The consolidated NOL limitation may also run afoul of the U.S. Constitution’s foreign commerce clause, which prohibits a state from treating dividends from a foreign subsidiary less favorably than dividends from a domestic subsidiary.14 Corporate taxpayers whose consolidated NOL for federal income tax purposes would be greater if computed without regard to dividends received from foreign subsidiaries should consider challenging the Delaware NOL limitation on foreign commerce clause grounds.
- Dir. of Revenue v. VeriSign, Inc., No. 18, 2021, 2021 Del. LEXIS 375 (Del. 2021).
- 30 Del. C. § 1903(a); see, e.g., Del. Form 1100i (2016).
- Dir. of Revenue v. VeriSign, 2021 Del. LEXIS 375 at *5. Although the Division’s policy had been in place for some time, it was not contained in the Division’s publicly available materials. Id.
- VeriSign, Inc. v. Dir. of Revenue, C.A. No. N19C-08-093 JRJ, 2020 Del. Super. LEXIS 3011 (Del. Super. 2020).

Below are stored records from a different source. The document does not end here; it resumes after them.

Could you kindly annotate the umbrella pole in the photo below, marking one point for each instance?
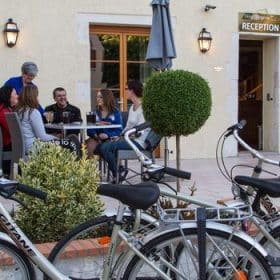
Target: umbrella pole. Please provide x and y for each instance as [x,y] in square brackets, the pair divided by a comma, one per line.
[166,151]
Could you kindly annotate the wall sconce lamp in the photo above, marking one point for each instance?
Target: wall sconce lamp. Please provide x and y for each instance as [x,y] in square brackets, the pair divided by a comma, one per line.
[11,33]
[207,8]
[204,40]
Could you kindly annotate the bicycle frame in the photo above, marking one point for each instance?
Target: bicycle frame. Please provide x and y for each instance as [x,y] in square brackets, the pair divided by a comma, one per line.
[15,234]
[189,199]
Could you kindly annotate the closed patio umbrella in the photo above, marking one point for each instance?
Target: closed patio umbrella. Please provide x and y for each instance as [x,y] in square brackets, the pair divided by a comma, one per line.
[161,48]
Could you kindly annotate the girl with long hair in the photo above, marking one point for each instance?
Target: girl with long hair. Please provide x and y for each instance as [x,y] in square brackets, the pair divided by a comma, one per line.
[106,113]
[8,101]
[30,117]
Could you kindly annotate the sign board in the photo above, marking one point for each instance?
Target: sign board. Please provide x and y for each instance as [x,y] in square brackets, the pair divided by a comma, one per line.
[259,23]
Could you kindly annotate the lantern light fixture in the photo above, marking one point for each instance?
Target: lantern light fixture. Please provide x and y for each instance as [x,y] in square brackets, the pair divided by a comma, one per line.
[204,40]
[11,33]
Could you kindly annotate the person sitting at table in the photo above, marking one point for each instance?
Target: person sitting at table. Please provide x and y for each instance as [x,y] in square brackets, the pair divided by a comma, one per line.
[60,106]
[108,150]
[106,113]
[29,71]
[8,101]
[32,122]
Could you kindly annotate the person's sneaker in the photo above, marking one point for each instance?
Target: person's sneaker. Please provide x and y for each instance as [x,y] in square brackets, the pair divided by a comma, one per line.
[122,173]
[75,144]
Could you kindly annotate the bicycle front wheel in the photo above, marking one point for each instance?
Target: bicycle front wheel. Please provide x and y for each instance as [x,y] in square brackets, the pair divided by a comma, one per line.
[13,263]
[227,257]
[94,235]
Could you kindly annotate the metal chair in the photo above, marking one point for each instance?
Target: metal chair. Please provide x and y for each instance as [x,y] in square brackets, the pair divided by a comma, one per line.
[17,138]
[152,141]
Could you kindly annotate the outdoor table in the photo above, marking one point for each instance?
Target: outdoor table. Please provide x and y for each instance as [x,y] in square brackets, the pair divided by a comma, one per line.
[79,126]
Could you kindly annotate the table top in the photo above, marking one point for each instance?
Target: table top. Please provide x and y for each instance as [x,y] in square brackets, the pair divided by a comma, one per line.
[77,125]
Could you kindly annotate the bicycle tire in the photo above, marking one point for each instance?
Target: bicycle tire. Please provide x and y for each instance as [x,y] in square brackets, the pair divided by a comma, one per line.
[13,263]
[82,269]
[240,255]
[272,250]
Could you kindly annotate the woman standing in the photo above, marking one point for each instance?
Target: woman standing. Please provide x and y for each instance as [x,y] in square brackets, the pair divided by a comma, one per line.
[106,113]
[30,117]
[8,101]
[108,151]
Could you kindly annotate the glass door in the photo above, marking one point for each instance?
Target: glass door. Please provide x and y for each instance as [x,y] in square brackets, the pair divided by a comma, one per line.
[117,55]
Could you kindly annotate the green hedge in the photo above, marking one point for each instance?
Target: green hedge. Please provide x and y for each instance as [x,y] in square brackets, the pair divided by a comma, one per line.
[176,102]
[71,186]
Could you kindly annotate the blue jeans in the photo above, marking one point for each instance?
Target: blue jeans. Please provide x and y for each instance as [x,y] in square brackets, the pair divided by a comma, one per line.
[108,151]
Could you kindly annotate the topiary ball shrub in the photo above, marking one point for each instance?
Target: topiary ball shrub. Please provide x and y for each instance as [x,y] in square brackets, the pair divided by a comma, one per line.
[71,186]
[176,102]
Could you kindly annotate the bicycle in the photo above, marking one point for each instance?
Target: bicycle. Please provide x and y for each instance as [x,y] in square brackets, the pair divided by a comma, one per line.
[171,245]
[230,253]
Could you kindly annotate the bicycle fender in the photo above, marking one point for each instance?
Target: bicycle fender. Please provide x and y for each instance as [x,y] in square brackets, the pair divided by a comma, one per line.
[6,237]
[209,225]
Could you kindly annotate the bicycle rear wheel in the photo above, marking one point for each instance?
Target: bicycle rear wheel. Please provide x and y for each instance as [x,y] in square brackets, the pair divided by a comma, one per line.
[13,263]
[95,235]
[272,250]
[227,257]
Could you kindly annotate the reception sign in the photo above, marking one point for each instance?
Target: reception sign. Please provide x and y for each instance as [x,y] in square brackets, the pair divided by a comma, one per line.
[259,23]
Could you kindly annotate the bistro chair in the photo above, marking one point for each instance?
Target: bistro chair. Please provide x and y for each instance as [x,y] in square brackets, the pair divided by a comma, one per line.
[152,141]
[18,149]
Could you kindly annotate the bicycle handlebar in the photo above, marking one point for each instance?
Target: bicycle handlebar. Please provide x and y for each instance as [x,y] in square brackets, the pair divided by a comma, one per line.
[254,152]
[177,173]
[234,130]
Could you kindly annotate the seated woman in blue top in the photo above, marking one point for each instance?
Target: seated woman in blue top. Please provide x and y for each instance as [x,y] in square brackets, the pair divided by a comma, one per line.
[105,113]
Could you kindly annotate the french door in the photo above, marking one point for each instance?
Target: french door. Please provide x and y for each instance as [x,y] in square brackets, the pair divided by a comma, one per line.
[117,54]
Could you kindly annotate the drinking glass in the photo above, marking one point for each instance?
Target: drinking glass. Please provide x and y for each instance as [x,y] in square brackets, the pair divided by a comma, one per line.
[66,117]
[91,117]
[49,116]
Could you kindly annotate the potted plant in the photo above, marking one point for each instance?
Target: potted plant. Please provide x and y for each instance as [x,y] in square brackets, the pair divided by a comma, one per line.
[71,186]
[176,103]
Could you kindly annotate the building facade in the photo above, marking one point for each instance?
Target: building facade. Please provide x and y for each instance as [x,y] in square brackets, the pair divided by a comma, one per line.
[84,45]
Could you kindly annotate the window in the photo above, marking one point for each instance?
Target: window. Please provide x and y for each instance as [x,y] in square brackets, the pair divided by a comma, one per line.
[117,54]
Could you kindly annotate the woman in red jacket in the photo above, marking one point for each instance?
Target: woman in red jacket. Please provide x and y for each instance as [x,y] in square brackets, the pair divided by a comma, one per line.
[8,100]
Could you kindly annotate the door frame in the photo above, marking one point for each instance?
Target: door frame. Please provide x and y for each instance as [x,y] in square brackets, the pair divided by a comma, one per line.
[123,32]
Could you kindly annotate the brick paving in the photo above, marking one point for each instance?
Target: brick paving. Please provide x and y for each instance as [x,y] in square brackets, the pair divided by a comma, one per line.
[210,184]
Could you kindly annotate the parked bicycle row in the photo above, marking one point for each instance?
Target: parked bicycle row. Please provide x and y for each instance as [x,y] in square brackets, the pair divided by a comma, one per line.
[144,241]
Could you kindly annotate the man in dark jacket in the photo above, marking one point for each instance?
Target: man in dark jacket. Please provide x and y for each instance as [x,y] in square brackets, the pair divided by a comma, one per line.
[63,110]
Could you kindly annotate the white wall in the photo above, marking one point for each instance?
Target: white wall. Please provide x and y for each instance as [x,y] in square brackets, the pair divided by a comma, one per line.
[54,35]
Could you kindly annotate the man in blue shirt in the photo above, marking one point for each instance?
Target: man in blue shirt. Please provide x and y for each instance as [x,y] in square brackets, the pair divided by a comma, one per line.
[29,71]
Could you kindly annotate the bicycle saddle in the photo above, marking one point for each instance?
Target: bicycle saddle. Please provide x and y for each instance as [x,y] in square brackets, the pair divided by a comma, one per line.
[269,187]
[139,196]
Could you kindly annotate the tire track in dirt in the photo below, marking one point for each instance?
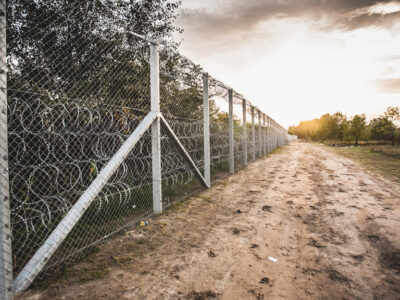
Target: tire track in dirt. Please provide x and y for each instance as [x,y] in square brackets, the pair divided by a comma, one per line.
[333,228]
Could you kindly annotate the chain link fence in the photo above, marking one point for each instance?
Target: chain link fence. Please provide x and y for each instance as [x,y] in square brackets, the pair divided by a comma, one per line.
[102,130]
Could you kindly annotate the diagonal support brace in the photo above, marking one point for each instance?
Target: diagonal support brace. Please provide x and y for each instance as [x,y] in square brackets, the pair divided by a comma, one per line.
[182,149]
[39,260]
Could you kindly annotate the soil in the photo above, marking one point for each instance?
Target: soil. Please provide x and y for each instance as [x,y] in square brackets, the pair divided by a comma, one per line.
[333,228]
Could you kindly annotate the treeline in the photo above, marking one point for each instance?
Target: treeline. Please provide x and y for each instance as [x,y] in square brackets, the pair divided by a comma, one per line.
[340,129]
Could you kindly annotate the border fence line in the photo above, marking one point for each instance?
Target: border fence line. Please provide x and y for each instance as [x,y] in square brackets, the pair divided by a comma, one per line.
[89,160]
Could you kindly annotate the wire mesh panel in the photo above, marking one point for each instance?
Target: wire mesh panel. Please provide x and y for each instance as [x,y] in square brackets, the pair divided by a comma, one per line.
[76,91]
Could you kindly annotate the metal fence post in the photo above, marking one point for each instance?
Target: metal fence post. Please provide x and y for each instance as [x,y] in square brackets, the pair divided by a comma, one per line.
[244,108]
[268,135]
[253,133]
[206,130]
[6,266]
[259,133]
[155,128]
[231,135]
[264,137]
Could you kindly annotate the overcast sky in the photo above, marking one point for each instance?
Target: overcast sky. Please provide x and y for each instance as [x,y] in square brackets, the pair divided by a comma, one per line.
[299,59]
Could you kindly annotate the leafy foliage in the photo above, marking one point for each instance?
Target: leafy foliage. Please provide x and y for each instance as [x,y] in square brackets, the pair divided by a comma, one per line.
[339,128]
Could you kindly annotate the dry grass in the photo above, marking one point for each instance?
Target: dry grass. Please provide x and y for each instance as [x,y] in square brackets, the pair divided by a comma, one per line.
[387,150]
[381,159]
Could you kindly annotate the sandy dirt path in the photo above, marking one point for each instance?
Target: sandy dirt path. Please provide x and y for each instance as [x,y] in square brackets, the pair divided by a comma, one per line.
[334,229]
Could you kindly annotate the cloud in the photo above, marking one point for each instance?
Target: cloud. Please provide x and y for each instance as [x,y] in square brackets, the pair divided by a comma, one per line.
[389,86]
[238,16]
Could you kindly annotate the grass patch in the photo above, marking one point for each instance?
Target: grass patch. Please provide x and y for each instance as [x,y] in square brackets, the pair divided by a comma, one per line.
[382,159]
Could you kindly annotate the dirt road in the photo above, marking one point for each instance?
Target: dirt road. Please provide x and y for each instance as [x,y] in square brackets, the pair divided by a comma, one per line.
[334,230]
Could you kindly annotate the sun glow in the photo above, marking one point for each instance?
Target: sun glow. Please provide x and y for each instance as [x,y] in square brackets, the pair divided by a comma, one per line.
[385,8]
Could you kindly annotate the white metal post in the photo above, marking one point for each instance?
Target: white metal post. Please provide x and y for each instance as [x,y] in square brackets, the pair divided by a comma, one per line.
[244,108]
[268,135]
[231,135]
[155,128]
[253,133]
[264,137]
[259,133]
[39,260]
[6,266]
[206,131]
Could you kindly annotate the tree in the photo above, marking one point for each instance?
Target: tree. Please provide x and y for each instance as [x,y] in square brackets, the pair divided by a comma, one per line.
[357,127]
[382,129]
[392,114]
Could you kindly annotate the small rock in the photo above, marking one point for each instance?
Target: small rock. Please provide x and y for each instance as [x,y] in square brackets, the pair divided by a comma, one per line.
[264,280]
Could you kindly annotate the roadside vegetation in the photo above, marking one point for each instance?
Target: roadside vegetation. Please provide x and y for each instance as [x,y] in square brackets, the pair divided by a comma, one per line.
[384,160]
[337,129]
[374,144]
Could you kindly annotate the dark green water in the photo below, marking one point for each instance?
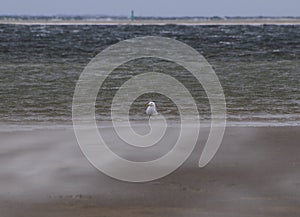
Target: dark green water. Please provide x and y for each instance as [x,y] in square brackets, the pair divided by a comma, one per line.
[258,67]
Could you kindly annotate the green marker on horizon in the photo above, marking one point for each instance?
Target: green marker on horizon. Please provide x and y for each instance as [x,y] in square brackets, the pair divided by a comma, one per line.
[132,15]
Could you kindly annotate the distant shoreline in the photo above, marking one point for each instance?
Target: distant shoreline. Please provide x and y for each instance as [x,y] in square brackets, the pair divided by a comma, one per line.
[241,21]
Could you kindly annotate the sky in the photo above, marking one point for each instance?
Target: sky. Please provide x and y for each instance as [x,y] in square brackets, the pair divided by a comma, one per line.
[163,8]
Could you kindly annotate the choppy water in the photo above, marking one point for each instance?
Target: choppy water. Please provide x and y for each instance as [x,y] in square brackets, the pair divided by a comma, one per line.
[258,67]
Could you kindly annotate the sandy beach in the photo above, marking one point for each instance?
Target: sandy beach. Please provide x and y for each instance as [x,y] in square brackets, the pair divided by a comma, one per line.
[256,172]
[243,21]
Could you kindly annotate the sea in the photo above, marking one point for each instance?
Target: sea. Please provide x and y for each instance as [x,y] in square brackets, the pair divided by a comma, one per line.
[258,67]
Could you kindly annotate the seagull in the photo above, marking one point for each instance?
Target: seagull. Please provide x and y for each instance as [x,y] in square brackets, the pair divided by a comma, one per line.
[151,109]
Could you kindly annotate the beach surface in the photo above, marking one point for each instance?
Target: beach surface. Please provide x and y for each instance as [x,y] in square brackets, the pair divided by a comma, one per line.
[256,172]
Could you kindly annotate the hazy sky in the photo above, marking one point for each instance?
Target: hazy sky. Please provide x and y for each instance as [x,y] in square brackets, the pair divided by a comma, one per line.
[152,7]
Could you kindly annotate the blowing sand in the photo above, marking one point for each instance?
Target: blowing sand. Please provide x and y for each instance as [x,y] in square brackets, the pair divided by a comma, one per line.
[256,172]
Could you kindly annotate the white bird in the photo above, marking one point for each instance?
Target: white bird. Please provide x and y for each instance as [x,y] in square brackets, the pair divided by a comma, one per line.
[151,109]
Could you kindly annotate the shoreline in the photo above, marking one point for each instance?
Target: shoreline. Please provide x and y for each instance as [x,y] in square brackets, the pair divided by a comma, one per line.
[254,21]
[255,171]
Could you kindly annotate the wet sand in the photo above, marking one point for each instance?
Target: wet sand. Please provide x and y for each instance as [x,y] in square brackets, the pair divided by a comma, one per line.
[256,172]
[243,21]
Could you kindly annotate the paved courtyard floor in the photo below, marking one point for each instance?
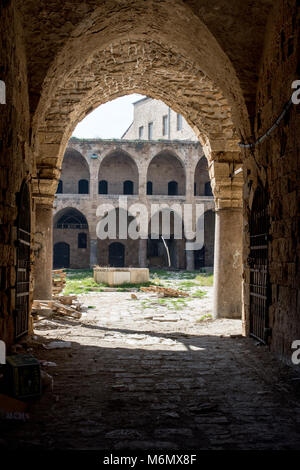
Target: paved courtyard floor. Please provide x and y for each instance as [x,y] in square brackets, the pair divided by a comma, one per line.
[145,374]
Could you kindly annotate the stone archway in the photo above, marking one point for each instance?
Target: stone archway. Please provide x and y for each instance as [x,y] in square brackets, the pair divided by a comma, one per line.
[163,169]
[197,81]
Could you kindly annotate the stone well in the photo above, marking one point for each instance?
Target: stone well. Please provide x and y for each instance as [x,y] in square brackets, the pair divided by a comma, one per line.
[118,276]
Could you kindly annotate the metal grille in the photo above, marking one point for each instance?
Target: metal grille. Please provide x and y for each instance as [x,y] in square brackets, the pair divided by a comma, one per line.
[23,264]
[258,263]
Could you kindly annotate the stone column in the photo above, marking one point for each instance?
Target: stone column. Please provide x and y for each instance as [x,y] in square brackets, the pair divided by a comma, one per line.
[43,248]
[228,263]
[93,252]
[227,189]
[142,253]
[190,260]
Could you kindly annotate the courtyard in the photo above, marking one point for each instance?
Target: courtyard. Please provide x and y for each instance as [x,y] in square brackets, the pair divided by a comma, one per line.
[141,372]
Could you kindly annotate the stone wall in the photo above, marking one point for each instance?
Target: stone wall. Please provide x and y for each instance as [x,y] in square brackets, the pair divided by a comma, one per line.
[79,257]
[274,165]
[16,164]
[117,161]
[152,111]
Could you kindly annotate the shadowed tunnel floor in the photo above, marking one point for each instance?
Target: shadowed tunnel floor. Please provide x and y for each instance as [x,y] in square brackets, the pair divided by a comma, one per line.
[132,383]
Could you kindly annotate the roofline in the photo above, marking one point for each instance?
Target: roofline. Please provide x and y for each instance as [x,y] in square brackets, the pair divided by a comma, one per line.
[135,141]
[142,99]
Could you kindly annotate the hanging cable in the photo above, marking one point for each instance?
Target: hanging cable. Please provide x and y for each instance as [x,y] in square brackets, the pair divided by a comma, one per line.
[271,129]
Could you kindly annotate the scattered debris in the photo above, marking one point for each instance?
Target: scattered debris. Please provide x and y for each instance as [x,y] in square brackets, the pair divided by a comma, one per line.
[165,291]
[58,280]
[60,306]
[47,381]
[12,404]
[58,345]
[47,363]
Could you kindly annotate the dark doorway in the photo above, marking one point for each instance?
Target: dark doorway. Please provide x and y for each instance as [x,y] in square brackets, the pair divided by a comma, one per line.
[82,240]
[149,188]
[208,190]
[103,187]
[23,262]
[199,258]
[59,187]
[258,264]
[61,255]
[83,187]
[116,255]
[172,188]
[128,187]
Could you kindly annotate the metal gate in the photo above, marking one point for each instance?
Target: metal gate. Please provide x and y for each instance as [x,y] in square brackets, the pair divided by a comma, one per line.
[23,263]
[258,263]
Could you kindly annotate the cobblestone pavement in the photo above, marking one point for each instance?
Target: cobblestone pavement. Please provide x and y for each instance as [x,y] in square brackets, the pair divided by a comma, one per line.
[142,376]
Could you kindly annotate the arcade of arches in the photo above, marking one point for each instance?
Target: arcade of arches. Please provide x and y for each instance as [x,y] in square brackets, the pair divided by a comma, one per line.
[113,167]
[227,70]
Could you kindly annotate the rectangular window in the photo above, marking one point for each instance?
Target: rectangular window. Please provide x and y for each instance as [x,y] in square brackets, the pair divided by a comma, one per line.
[179,122]
[165,125]
[150,130]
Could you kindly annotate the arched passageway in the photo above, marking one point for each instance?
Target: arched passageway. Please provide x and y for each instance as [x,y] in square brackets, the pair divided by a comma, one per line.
[166,175]
[125,180]
[165,244]
[115,247]
[202,186]
[71,240]
[75,175]
[165,67]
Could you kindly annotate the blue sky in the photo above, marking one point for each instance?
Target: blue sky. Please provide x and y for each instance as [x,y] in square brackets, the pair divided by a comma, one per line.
[108,121]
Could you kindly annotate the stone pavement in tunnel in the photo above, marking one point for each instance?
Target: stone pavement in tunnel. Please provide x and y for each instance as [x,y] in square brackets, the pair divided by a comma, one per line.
[129,382]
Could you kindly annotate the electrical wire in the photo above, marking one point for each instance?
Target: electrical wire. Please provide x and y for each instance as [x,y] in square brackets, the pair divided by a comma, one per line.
[271,129]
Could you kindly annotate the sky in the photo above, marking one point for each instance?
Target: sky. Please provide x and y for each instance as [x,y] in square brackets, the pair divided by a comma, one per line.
[108,121]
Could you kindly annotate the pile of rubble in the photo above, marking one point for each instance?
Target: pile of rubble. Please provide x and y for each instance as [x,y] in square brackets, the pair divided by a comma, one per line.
[165,291]
[58,281]
[64,305]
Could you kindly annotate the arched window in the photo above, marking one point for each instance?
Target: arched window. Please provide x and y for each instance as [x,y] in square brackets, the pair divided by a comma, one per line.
[149,187]
[116,255]
[72,219]
[172,188]
[83,187]
[208,190]
[59,187]
[128,187]
[82,240]
[61,255]
[103,187]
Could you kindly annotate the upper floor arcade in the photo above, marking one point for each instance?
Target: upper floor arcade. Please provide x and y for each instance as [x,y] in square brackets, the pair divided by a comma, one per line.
[109,168]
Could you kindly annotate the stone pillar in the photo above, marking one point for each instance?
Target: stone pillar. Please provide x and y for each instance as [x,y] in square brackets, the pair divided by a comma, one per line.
[142,253]
[93,252]
[190,260]
[227,188]
[228,264]
[43,248]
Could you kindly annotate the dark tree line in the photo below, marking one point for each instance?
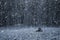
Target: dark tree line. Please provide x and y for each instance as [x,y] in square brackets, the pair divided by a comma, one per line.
[29,12]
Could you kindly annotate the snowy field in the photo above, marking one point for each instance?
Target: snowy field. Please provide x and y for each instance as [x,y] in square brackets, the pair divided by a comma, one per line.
[48,33]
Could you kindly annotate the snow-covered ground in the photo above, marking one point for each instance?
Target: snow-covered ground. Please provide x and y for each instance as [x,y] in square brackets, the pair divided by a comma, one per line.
[48,33]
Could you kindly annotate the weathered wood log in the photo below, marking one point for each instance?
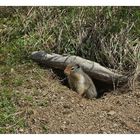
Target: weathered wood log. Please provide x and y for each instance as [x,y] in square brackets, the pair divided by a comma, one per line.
[93,69]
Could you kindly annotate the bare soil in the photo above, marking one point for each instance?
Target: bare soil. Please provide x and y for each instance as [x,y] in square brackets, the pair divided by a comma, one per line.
[61,110]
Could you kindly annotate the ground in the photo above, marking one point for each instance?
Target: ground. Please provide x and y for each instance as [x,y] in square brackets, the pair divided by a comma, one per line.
[38,103]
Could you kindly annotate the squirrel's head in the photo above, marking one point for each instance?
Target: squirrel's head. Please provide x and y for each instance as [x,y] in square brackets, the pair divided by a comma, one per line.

- Dir. of Revenue v. VeriSign, Inc., 2021 Del. LEXIS 375 at *2.
- H.B. No. 171 § 5. The amended statute, 30 Del. C. § 1903(a), provides that a corporation’s “federal taxable income shall be [] adjusted by eliminating: ... i. Any deduction for a net operating loss carryforward calculated in accordance with the provisions of the [IRC], provided however that the deduction may not exceed the amount claimed on the federal return filed for the taxable year in which the taxpayer was included as a party.”
- H.B. No. 171, Bill Synopsis (“Section 5 codifies the long-standing practice of the Division of Revenue to limit Net Operating Loss deductions to those deductions that were claimed on a federal return.”).
- Tax years for which the Delaware tax return is due on extension before H.B. 171’s July 30, 2021 effective date.
- Tax years for which the Delaware tax return is due without regard to extensions before H.B. 171’s effective date.
- 30 Del. C. § 539(a).
- VeriSign, Inc. v. Dir. of Revenue, 2020 Del. Super. LEXIS 3011 at *23.
- Dir. of Revenue v. VeriSign, Inc., 2021 Del. LEXIS 375 at *16.
- VeriSign, Inc. v. Dir. of Revenue, 2020 Del. Super. LEXIS 3011 at *23.
- Kraft Gen. Foods v. Iowa Dep’t of Revenue and Fin., 505 U.S. 71 (1992);see also Kraft Gen. Foods, Inc. v. Comptroller of Treasury, No. 96-IN-OO-0353, 2001 WL 699558 (Md. Tax Jun. 8, 2001) (adopting the federal dividends received deduction that inherently treats foreign subsidiary dividends less favorably than domestic subsidiary dividends violates the U.S. Constitution’s foreign commerce clause), acquiesced to by Maryland Dep’t of Revenue in Md. Tax Admin Release No. 18 (Jul. 2013).